Ah well. Everybody likes to make a drama out of these things. How else could we make an otherwise freak-weather incident stand out in our memories and use it as an excuse to peek out of the window and call work claiming to be ill, and then mooch around the house in a bright pink fluffy bathrobe with bunny rabbit slippers? [Clearly the image I want to have when I'm 45 and reaching mid-life crisis. Throw in some hair curlers and we're finished with the picture.]
The snow is indeed causing problems, however; my train, for example, might well leave Peterborough. It might well be on time. Whether the connecting train from Leeds will exist on a snowy day or even get as far as Lancaster is a very different story. Huzzah! I've not been to Leeds. Well, I have, but only to the theatre where I saw Lenny Henry as Othello (he was fantastic) and that was on a private hire coach which allowed us to leave regardless of the rain and wind and sheer cold.

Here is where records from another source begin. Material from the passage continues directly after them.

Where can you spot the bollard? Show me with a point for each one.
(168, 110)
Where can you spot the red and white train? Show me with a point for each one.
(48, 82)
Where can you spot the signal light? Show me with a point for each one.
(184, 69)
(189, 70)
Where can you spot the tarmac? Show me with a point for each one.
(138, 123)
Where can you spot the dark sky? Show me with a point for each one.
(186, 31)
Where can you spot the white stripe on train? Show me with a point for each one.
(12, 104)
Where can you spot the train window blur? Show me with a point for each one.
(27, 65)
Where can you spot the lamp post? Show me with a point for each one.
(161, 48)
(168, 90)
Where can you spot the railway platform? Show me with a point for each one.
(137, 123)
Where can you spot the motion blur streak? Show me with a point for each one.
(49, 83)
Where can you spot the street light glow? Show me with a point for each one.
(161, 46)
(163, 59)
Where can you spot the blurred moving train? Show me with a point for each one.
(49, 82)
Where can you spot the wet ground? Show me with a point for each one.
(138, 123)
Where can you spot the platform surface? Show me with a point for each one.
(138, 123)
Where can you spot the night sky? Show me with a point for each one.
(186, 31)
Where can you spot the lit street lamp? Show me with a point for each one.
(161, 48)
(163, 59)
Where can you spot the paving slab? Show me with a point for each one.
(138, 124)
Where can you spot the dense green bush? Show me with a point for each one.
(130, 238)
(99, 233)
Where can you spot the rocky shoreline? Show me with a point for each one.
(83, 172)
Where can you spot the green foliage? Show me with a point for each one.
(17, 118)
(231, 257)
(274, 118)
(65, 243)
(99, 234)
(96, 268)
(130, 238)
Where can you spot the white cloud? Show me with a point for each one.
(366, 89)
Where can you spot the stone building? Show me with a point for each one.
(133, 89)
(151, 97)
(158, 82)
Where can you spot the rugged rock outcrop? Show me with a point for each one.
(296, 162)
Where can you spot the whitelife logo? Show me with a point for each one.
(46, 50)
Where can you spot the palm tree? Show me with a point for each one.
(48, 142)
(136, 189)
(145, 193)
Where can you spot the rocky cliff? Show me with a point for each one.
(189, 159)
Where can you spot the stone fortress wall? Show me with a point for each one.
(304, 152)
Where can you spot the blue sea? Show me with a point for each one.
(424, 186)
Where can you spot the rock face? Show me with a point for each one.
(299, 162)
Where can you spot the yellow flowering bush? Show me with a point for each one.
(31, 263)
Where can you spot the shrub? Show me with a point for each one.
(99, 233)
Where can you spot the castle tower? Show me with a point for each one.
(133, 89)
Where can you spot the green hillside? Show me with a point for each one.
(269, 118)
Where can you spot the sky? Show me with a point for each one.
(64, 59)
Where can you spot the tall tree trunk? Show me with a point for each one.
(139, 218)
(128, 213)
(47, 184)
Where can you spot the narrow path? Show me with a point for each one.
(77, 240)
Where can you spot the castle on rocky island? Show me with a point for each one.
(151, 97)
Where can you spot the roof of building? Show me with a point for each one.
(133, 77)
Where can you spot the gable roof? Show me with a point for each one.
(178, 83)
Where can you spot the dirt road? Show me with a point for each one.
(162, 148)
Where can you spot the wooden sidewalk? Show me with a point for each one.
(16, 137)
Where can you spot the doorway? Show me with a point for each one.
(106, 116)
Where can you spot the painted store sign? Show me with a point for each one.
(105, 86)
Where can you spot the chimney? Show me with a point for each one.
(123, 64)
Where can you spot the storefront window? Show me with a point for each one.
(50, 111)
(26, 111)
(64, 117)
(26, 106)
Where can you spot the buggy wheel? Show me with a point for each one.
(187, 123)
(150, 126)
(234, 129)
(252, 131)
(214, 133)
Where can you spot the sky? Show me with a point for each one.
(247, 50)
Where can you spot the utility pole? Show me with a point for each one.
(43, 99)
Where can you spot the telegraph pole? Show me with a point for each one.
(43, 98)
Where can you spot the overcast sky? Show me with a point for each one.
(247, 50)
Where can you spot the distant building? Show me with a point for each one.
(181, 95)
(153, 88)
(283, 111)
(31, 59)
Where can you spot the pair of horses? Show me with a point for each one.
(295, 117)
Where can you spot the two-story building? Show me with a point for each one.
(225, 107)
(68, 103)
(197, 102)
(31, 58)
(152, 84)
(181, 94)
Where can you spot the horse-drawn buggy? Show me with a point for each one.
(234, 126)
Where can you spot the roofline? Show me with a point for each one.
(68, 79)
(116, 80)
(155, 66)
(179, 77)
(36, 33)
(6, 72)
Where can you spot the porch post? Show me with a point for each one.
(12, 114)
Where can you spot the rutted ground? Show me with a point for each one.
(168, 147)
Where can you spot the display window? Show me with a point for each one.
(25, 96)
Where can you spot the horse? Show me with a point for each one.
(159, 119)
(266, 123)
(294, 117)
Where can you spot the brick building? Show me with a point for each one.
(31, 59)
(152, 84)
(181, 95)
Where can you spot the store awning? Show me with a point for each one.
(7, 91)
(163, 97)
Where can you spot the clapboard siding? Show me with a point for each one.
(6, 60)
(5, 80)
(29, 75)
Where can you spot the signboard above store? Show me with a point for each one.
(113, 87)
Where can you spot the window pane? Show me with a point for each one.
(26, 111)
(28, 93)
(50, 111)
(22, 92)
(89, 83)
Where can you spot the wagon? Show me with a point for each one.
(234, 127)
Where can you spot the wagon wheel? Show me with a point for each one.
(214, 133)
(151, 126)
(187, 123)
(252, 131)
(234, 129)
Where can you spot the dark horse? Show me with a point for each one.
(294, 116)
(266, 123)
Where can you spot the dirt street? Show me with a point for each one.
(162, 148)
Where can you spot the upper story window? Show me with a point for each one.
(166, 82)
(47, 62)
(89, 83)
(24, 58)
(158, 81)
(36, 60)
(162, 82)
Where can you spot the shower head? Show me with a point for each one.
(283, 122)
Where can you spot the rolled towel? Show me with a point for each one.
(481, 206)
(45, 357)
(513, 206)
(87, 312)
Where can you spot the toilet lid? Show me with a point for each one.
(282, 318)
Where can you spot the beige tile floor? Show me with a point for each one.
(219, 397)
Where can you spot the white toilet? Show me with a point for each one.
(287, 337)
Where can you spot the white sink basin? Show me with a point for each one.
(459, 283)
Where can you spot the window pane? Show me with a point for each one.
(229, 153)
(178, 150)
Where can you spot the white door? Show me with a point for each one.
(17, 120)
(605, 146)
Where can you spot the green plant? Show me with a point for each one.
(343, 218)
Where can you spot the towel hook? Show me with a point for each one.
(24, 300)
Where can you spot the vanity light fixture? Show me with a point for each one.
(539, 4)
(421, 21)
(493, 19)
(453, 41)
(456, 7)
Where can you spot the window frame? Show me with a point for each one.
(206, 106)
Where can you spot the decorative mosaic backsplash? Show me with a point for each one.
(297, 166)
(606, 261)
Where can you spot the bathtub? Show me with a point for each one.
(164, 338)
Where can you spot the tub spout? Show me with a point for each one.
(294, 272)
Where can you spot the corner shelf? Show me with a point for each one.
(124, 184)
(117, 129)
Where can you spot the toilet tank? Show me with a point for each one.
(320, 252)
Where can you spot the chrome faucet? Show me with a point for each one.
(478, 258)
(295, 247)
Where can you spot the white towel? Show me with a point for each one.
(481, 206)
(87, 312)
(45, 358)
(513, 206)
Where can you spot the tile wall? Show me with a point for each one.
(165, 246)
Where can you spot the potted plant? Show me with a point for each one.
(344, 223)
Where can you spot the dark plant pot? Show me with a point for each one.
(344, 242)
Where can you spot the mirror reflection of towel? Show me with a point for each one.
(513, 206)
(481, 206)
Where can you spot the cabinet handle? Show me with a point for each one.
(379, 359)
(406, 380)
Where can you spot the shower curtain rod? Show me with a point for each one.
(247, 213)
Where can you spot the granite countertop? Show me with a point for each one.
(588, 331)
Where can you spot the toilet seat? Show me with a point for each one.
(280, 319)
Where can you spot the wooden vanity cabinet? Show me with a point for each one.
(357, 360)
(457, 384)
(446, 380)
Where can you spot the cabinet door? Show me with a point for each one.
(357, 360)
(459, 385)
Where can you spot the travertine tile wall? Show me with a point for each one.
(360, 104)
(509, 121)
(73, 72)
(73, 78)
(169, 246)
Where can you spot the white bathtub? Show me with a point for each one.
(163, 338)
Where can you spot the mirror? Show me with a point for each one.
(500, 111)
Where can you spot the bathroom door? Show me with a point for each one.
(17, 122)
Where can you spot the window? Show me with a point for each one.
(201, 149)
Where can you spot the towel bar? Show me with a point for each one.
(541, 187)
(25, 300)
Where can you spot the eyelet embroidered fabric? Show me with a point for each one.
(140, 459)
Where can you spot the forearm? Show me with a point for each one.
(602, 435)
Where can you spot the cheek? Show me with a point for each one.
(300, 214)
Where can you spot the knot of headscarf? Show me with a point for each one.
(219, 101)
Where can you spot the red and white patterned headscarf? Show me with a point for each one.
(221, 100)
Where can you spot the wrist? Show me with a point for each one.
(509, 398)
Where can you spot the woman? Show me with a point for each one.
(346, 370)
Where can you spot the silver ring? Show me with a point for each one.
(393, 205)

The Boyfriend probably won't be back to Bournemouth in time for the start of the new term; the only motorway available is shut, and the country roads are dangerous. His parents are also (perhaps sensibly) unwilling to leave his sister unattended for the night, perhaps, and are reluctant to stay the night there.
In other news, my grandmother actually cheered when I walked home, and appeared out of the dark into the light emitted from the kitchen window. She looked up when I tapped the window to indicate for her to let me in, and she cheered; her face lit up, a grin etched her face and she made a gleeful noise and waved her hands similar to the action of Nick Park's plasticine masterpiece, Wallace.

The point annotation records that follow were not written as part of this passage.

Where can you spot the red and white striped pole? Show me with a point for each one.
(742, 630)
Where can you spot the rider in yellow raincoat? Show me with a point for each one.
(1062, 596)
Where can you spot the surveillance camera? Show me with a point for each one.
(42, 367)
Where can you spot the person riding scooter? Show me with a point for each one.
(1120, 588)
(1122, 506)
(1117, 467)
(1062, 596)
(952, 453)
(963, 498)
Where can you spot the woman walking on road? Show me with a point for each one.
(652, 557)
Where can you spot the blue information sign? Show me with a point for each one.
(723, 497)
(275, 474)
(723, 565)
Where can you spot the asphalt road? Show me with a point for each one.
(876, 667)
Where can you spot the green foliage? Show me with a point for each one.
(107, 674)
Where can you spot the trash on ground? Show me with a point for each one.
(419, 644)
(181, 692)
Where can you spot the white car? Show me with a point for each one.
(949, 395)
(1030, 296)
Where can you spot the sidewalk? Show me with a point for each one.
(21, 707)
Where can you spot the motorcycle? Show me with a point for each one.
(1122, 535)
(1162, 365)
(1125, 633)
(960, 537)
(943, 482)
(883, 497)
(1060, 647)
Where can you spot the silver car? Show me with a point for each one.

But to what could I pin the blame on such a happy reaction? I thought it was cause I hadn't stayed for dinner at The Boyfriend's and she didn't feel obliged to spend 10p to ring me, or to send out a person (Grandad) to get me after a certain time? Was it that she was pleased to see me, and had had an odd parental ill-feeling that I'd been harmed during my trek in the pitch black of the night?
Was she just excited to tell me something?
Any of those? No. Not at all. She was cheering because the BBC news had just announced that Jonathan "I'm a moron" Ross was leaving the BBC, finally.
Thanks, Oma. I feel loved, welcomed and above all cherished more than that hatred that our entire family feels for that plonker with a fake speech impediment (no, seriously, it is an affectation, not a real impediment that he couldn't help).